I find that there have been times in my life where I come to a crossroads; or rather, a ditch crossing the road. And though I try with everything I have to figure out a way across, there arrives no sound answer.

Not with the junk I’m carrying on my back. The true thing is to jump the span and make it to the other side and discover a new land, a fresh pasture with springs and daisies and laughter. So weighted, I can’t muster the strength to jump.

Hence, I am faced with a terrifying choice: To get to the new land, I have to dump the junk. Anyone with common sense would understand the stark contrast between the lush new land, and the ugly weight of what I’m carrying.

But not me.

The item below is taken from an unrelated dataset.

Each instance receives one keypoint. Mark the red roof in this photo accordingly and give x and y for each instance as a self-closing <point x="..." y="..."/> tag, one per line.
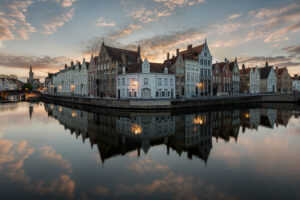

No, I’ve been carrying with me a marred, scarred-up wasteland on my back for quite a long time – for s long now that it feels as though my soul had been born there, that I am a native of that wasteland I’m carting with me.

To let go, first of all, would ruin me. Would destroy my identity. To the core. It would be like ripping the flesh off my bones and expecting me to survive. It’s a cruel proposition, to let go.

Someone might have made a mistake somewhere a while back so that the new land isn’t really what I have been told, that my eyes deceive me, that my hope in getting there was foolish. It’s a land where I would not be me, any longer. I would be denuded. That is scary.

But here is the miracle of God: He allowed me to carry around all that junk for a time so that when the time was right, I would become strong enough to let it go.

When I’ve gone through something hard, the weight of its difficulty is proven by the magnitude of what it I let go; and more so – the new lush land so much richer with that terrible weight let go.